Curatore di “Mister Jelly Roll” di ALAN LOMAX dialoga con STEFANO ZENNI autore di “Louis Armstrong. Satchmo: oltre il mito del jazz”.

Conduce l’incontro Alessandro Rigolli

 

“Lo senti questo riff? – disse – Ora lo chiamano Swing, ma è solo una piccola cosa che ho inventato un sacco di tempo fa”. Questa frase che ammicca dalla candida quarta di copertina di questo libro raccoglie l’essenza delle quasi 370 pagine che ricostruiscono la vicenda di una delle figure più emblematiche – e se vogliamo, mitizzate – della storia del jazz. Protagonista di questo volume è Jelly Roll Morton, al secolo Ferdinand Joseph LaMothe, pianista di New Orleans, personaggio il cui profilo si muove ambiguo tra il lascito musicale e la figura provocatoria di un artista che si autodefiniva “l’inventore del jazz”. “Mister Jelly Roll” viene raccontato in queste pagine – per la prima volta (e meritoriamente) edite nel nostro paese da Quodlibet nell’ambito collana “Chorus” curata da Claudio Sessa – grazie al lavoro di Alan Lomax, grande etnomusicologo scomparso nel 2002 che ha contribuito in maniera fondamentale alla conoscenza delle espressioni musicali di matrice popolare che dal blues arrivano al jazz.

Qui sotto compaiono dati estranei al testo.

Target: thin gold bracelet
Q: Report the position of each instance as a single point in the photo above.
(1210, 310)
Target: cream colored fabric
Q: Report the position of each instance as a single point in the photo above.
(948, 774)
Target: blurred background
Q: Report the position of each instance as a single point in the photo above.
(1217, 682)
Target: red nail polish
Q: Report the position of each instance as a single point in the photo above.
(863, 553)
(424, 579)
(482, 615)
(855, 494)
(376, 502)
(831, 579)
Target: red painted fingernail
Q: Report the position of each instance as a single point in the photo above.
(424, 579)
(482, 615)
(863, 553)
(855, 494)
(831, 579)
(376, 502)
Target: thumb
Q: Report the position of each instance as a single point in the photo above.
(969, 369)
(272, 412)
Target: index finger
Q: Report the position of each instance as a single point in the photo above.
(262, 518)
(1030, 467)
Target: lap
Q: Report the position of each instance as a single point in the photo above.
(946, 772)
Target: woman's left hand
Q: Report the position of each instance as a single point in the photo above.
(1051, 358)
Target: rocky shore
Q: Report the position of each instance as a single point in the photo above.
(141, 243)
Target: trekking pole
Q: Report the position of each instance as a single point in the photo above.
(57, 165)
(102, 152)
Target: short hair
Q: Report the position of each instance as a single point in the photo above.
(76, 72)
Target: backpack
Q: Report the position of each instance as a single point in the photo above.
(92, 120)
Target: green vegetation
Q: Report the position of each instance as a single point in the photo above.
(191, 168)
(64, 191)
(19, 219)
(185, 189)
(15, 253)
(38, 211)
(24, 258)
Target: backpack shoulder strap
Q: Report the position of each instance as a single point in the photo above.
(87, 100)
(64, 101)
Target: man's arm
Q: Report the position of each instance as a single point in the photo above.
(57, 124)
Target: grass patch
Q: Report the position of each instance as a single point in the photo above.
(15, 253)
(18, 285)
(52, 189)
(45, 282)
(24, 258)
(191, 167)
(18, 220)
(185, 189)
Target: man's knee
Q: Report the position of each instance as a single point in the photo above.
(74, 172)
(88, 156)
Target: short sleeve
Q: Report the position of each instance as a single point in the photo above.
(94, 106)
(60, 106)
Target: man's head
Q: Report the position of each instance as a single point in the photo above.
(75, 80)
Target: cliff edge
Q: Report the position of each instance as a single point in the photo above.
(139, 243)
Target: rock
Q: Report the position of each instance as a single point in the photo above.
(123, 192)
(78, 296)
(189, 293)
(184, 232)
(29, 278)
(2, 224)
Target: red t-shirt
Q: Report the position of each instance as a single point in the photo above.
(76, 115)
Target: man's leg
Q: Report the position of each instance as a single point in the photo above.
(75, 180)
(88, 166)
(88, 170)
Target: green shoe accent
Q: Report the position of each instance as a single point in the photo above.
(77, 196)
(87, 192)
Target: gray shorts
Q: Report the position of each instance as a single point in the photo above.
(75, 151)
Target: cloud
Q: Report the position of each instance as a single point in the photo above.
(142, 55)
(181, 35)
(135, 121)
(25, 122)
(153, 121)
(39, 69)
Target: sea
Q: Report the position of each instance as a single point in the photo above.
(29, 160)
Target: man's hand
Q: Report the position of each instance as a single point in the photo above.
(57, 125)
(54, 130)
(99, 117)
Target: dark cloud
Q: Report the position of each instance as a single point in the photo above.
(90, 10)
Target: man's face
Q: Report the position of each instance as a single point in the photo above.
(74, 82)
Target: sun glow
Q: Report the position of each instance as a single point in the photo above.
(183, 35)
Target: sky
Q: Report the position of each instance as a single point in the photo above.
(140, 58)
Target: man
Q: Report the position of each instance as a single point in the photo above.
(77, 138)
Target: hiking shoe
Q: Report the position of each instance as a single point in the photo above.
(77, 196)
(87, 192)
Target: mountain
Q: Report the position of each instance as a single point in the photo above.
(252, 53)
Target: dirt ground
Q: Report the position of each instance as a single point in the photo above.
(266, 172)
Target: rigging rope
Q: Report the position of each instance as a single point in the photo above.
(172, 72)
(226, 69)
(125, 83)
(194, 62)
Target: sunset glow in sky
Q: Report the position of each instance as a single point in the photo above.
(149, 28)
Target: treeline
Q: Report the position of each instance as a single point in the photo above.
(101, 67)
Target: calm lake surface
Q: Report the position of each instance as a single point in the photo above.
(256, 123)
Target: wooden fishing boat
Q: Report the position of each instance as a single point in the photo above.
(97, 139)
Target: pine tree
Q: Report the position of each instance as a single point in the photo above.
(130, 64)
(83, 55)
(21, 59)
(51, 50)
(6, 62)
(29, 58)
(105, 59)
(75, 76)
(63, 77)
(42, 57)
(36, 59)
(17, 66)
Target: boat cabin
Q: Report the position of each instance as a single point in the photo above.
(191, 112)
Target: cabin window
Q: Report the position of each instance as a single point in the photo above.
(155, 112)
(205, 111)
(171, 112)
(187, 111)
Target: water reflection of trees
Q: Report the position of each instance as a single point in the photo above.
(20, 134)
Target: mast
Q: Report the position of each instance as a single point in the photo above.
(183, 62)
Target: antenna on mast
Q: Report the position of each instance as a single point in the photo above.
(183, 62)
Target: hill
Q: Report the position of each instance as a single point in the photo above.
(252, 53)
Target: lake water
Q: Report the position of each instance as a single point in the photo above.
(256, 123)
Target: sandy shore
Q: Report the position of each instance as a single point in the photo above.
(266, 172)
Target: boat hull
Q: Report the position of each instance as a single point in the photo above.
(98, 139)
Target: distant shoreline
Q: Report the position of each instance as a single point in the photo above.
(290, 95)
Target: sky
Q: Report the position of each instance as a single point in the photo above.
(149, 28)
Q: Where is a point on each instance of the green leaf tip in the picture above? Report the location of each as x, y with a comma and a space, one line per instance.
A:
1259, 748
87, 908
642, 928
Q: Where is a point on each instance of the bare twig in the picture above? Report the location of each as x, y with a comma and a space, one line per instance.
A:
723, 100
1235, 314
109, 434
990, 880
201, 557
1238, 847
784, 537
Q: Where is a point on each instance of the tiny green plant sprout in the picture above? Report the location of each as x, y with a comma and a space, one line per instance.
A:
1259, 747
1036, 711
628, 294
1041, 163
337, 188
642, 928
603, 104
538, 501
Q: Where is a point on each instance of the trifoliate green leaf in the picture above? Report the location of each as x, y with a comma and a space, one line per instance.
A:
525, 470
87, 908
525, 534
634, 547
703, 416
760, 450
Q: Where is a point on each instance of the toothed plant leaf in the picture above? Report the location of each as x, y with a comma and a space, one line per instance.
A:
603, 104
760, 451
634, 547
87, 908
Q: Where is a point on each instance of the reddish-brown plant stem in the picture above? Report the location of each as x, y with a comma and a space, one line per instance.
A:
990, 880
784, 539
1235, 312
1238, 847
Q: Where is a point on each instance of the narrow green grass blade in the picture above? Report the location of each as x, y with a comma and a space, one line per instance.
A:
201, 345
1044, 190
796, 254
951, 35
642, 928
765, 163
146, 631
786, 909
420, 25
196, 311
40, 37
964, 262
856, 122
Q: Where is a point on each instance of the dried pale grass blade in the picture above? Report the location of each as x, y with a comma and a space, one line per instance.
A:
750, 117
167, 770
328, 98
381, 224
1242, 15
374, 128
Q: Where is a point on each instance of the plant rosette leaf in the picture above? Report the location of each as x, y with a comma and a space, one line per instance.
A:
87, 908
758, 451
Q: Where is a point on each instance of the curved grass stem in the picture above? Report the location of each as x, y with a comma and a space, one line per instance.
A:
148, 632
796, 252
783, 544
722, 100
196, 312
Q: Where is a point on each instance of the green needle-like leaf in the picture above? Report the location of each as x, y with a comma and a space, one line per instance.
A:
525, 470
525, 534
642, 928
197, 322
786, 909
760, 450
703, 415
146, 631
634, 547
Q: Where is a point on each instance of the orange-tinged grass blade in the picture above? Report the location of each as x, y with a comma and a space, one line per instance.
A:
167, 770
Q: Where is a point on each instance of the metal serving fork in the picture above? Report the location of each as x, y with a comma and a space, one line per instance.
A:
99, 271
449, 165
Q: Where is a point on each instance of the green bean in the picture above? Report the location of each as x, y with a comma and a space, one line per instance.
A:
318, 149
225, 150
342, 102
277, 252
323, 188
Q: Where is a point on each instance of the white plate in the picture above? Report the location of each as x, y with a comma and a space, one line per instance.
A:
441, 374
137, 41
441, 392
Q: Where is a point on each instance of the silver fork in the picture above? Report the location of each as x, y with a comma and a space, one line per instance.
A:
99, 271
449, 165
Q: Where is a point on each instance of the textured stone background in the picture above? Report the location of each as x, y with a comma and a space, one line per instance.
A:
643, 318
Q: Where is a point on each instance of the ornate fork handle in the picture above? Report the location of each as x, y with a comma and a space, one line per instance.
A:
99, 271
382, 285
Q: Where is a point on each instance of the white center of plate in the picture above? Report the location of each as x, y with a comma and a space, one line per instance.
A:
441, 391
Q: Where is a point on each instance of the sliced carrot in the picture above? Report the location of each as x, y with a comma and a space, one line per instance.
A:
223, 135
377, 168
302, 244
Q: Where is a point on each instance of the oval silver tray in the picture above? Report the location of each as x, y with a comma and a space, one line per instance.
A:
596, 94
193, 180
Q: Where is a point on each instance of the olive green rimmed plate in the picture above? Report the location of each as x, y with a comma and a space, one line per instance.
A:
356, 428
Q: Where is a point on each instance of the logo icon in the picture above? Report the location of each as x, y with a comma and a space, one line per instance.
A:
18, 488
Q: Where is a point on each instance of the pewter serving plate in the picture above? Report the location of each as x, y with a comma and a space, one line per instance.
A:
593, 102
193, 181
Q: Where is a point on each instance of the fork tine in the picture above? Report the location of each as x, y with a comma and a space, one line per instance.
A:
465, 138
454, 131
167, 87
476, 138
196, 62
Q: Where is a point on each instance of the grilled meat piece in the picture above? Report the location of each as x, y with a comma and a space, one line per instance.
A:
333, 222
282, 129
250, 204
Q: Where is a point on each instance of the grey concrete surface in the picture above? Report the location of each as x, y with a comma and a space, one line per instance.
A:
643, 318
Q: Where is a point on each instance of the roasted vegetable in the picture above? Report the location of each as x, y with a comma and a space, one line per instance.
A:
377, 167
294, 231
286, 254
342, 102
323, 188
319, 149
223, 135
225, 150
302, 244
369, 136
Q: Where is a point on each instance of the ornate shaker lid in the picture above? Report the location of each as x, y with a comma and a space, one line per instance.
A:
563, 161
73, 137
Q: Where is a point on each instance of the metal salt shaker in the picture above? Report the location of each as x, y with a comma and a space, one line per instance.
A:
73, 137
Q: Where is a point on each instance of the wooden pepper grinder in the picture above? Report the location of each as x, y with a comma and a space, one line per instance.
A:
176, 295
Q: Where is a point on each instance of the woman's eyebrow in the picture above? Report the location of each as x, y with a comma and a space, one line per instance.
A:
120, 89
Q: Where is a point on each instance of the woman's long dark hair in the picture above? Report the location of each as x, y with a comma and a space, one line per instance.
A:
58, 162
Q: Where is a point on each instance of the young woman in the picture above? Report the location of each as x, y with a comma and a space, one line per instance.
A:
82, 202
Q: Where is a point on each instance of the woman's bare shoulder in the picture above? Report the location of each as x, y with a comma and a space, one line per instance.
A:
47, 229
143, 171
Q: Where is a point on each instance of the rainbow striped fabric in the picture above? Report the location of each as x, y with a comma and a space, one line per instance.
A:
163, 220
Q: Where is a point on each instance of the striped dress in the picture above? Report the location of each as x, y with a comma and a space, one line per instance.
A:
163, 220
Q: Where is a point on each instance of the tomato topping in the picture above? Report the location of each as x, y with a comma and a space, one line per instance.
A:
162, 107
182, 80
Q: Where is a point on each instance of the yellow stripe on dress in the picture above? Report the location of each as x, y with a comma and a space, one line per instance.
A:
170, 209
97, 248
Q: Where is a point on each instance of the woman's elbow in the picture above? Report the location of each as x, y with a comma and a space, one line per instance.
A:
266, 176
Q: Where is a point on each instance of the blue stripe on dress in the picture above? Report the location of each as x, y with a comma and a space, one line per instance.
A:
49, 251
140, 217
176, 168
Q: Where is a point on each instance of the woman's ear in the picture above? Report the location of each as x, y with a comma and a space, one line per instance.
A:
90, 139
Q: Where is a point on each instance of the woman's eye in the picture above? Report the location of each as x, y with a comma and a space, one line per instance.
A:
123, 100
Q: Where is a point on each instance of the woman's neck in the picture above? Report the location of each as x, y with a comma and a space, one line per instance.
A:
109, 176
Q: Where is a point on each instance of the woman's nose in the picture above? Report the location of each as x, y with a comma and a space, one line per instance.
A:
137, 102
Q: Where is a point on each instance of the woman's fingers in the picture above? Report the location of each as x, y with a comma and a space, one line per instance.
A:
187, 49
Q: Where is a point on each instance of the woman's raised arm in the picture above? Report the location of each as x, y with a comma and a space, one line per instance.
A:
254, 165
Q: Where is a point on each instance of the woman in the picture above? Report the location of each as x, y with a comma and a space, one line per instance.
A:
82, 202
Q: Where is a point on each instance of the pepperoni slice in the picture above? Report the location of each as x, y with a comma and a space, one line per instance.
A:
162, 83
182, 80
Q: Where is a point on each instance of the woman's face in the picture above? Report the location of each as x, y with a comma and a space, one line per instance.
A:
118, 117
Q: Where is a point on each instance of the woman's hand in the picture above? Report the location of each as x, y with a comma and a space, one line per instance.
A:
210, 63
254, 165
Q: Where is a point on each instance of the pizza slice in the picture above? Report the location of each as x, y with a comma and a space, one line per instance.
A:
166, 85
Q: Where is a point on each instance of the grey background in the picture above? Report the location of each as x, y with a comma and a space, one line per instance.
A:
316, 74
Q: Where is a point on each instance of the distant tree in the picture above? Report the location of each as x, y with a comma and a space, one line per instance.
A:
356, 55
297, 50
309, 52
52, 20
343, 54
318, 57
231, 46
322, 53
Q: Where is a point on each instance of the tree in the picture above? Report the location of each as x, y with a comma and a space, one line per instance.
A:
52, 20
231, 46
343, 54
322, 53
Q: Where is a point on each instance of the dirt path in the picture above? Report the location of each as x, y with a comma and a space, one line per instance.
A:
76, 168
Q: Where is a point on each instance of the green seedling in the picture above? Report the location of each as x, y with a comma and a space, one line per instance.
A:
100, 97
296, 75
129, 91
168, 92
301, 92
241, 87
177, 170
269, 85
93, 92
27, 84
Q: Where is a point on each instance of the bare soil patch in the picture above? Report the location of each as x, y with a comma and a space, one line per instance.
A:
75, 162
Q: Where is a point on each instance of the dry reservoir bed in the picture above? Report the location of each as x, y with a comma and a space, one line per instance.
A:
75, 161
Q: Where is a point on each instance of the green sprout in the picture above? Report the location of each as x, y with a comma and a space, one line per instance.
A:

Come evidenzia Stefano Zenni nella sua interessante introduzione: “Il libro Mr. Jelly Roll è stato per decenni l’unica biografia mortoniana da cui emergono con nettezza certi tracci caratteriali dell’uomo. Rafforzata da discutibili testimonianze di altri colleghi, ha modellato l’immagine dell’uomo come un narcisista, presuntuoso e soprattutto menzognero, sempre pronto ad aggiustare i fatti (a partire dalla sua data di nascita) alle necessità del proprio ego e della primogenitura nel jazz e nel blues”. 

Al di là delle revisioni e delle verifiche storiche delle quali è stato oggetto, questo lavoro, come rileva Sessa nella sua “Nota”, “è da decenni uno dei “testi sacri” per chiunque si occupi di jazz [anche perché] l’ombra immensa di Jelly Roll Morton si staglia su buona parte di ciò che ascoltiamo, e non solo perché ogni jazzista non può far altro che continuare a “suonare del Jelly Roll”.